On a good day, procurement officers are drowning in a swell of data points. From information about suppliers to contract milestones and basic ROI, the success or failure of the procurement department is measured by a smorgasbord of stats.
Although procurement executives should have easy access to performance measurements, not all procurement metrics are created equal—some numbers are just more telling and valuable than others. Here’s a look at the top three data points procurement officers need to keep tabs on, and the best ways to track them.
1. Spend under management: It’s an inescapable reality: every procurement group is responsible for managing at least some of its budget expenditures. Spend under management is one of the most revealing metrics that procurement officers can rely on to determine whether or not their funds are being used efficiently.
This metric takes into account a slew of factors, including how closely the procurement department sticks to its sourcing schedule, the number of active contracts in place, or the documentation of expenditures on requisition orders. By tracking spend under management across all procurement categories – direct, indirect, marketing, labor, etc. – procurement and finance have a handy rule of thumb for understanding how well they are doing compared to their peers.
2. Supplier count per category: The number of suppliers a firm works with for any specific spend category (e.g., network services, software, office supplies) speaks volumes about the overall health of its procurement department.
Think of it as a Goldilocks situation: contracting too many suppliers in one category may mean that it’s time to simplify or even negotiate better pricing. On the flip side, relying on too few suppliers creates unnecessary risk (although there are exceptions, such as employee health insurance). In the event of a natural disaster or supplier acquisition, firms that work with just one or two suppliers could face supply chain disruptions or delays.
Each procurement category manager should know the “just right” number of suppliers for their areas of responsibility. Familiarity with existing contracts and various local and market trends can also help procurement officers maintain the magic number of suppliers in each category.
3. Contract compliance: Tracking procurement contract compliance isn’t just smart risk management—it’s an essential part of leading a smart team.
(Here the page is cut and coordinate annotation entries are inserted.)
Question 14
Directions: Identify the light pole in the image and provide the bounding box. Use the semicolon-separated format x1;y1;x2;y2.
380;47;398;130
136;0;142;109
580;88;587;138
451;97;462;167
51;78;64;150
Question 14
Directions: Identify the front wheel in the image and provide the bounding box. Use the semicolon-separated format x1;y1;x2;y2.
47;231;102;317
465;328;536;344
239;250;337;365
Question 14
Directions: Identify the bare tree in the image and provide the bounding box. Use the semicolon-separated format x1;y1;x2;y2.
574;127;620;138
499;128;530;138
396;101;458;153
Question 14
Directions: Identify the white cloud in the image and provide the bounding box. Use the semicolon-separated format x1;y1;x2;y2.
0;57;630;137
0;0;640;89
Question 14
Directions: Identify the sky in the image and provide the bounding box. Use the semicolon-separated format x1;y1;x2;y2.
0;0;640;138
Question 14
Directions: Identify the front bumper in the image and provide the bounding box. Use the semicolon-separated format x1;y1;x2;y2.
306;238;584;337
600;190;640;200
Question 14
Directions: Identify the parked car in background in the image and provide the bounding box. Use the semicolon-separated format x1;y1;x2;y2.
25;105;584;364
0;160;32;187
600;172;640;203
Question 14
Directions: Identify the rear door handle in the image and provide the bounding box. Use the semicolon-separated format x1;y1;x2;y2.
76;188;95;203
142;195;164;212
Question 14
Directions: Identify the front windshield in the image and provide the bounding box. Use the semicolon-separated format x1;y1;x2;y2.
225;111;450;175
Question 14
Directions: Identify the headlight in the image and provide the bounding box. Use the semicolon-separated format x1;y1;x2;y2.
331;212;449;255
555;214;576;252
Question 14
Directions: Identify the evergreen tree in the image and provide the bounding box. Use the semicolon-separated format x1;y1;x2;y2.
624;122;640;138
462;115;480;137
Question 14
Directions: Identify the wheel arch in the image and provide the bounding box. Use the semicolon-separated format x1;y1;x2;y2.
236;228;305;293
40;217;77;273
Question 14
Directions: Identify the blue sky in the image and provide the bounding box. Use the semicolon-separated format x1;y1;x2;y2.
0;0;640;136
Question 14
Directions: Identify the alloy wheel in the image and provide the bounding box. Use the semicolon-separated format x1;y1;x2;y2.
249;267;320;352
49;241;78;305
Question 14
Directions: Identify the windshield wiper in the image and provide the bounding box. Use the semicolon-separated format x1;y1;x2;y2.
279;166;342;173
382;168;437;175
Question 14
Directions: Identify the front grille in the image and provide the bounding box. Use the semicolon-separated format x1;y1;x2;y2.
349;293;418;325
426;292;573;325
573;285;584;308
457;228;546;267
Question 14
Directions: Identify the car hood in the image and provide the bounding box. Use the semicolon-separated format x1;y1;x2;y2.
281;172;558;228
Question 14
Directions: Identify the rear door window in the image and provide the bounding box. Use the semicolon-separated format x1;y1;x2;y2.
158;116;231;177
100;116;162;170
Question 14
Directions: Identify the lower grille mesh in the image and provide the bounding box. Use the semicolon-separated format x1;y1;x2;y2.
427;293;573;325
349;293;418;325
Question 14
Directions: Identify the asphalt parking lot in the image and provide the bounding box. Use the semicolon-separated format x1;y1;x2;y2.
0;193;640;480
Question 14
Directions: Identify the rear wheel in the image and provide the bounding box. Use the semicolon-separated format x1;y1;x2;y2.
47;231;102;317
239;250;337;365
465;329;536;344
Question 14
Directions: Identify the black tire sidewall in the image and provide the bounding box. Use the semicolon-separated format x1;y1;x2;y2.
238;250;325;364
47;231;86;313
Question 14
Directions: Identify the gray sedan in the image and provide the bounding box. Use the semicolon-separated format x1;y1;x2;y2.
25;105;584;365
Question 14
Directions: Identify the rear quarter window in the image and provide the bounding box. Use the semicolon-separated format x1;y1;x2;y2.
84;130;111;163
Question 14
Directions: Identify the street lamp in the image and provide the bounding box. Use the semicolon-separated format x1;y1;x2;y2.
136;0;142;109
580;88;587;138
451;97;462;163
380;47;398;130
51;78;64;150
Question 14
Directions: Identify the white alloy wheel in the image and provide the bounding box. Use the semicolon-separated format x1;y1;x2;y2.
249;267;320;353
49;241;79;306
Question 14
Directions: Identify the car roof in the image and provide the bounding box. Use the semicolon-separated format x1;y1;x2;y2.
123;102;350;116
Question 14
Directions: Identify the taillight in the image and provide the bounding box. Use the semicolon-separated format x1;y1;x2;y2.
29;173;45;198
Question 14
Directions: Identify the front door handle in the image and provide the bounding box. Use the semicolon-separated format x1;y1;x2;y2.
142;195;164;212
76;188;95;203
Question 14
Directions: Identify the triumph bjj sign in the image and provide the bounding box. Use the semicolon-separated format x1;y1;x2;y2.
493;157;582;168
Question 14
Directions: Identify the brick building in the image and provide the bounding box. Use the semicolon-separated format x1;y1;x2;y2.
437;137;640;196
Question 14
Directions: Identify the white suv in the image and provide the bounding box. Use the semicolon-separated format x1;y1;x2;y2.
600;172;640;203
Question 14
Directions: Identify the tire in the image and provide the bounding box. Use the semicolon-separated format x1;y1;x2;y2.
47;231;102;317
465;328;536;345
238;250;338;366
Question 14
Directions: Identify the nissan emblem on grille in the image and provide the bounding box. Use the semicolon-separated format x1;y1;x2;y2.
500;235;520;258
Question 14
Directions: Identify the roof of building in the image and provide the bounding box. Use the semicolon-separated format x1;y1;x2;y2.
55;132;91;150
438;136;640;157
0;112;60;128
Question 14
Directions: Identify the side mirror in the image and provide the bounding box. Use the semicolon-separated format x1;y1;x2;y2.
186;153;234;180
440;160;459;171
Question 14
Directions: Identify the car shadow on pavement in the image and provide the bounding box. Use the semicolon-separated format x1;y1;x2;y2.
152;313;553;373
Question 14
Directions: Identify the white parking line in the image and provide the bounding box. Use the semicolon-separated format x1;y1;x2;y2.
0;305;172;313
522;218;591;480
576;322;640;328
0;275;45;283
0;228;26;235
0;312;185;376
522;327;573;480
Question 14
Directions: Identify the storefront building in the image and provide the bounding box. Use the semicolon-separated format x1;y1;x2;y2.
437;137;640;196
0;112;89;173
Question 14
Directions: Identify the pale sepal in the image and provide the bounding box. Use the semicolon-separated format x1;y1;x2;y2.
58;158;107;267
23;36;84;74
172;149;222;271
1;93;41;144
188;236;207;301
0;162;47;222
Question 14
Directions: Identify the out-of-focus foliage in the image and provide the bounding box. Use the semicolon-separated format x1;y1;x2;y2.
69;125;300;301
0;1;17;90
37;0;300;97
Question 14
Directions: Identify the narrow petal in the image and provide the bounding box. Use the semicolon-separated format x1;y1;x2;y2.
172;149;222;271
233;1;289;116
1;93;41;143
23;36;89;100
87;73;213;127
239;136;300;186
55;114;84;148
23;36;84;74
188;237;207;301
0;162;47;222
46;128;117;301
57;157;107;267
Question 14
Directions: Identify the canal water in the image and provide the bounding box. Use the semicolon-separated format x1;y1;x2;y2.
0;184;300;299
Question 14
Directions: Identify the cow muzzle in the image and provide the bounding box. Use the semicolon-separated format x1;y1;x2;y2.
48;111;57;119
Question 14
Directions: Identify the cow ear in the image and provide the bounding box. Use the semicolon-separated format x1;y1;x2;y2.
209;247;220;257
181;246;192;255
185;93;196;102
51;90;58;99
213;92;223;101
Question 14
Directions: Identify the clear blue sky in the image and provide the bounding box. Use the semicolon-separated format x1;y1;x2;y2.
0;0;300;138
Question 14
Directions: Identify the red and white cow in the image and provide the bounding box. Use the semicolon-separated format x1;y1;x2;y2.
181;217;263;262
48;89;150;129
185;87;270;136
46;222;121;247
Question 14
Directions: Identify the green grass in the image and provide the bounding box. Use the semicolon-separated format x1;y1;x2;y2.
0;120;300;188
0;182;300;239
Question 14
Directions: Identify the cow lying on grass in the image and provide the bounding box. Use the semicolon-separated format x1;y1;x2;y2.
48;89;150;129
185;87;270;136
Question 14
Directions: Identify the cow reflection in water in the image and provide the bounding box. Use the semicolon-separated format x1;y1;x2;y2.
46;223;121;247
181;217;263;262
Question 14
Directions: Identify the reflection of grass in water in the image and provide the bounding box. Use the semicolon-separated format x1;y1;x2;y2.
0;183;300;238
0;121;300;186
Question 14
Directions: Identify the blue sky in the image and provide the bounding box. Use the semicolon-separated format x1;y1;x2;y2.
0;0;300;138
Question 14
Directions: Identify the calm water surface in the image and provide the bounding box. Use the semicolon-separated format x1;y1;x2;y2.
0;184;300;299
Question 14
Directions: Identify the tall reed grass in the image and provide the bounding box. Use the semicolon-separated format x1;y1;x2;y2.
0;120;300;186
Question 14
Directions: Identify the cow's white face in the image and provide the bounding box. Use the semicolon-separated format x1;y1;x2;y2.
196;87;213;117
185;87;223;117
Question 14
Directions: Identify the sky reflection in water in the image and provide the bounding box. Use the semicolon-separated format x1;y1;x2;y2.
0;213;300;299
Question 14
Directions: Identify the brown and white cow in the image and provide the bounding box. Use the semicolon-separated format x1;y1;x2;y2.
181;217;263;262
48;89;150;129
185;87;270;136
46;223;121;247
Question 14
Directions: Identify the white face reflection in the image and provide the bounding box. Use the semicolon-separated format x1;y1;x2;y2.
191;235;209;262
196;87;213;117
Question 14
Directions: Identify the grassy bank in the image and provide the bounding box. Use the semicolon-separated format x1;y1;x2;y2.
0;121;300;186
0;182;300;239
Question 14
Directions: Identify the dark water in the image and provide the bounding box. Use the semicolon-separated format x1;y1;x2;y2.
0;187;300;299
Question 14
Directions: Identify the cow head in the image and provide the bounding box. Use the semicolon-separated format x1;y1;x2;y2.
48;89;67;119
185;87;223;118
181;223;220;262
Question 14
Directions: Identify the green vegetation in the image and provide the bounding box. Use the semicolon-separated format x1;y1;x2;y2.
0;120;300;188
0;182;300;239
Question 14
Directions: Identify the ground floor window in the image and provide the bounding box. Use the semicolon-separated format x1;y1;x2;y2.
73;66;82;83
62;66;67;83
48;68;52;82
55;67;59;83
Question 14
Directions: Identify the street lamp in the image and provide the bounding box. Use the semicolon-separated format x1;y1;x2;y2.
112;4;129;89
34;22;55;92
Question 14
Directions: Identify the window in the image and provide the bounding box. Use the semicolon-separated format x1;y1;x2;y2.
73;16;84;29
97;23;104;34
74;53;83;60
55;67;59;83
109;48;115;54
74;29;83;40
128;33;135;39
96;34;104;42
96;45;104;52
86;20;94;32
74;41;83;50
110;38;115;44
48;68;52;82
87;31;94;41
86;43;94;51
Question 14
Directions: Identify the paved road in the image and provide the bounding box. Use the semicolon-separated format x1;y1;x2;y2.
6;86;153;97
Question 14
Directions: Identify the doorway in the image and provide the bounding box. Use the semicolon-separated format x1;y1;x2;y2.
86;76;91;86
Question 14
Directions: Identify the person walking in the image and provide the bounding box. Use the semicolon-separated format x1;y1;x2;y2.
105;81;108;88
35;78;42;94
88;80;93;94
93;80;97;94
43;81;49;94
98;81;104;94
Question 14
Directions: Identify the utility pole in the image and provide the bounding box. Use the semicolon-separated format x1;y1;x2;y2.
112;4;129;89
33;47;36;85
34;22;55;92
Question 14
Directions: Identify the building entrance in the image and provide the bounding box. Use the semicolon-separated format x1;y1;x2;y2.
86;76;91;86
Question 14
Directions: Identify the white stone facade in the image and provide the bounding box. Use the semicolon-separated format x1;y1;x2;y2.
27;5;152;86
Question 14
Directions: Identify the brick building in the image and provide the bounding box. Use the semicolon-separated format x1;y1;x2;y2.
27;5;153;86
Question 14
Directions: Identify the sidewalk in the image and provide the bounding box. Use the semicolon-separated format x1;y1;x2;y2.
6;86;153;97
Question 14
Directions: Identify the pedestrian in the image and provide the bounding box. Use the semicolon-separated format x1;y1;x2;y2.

And like spend under management, contract compliance can be measured in a variety of ways.
Do you know how much of your contracted spend is actually used? Are any business units going rogue and buying off-contract? The answers to these questions can uncover potential liabilities lurking beneath the surface of your procurement program.
For example, off-contract purchasing is a quick way to tarnish your reputation with contracted suppliers and will make future price negotiations harder. Procurement officers should collaborate with their managers to encourage better contract etiquette and establish processes that properly document spend.
These three important metrics probably already exist in your procurement department —but they may be sprinkled across various programs or are measured infrequently. Unfortunately, simply having this information is not the same as being able to update or access it when you really need it.
Data is becoming more and more critical not just to operations, but also to your organization’s bottom line success. The burden falls on procurement officers to build teams that can effectively measure performance, and equip them with the tools they need to convert measurements into business improvement.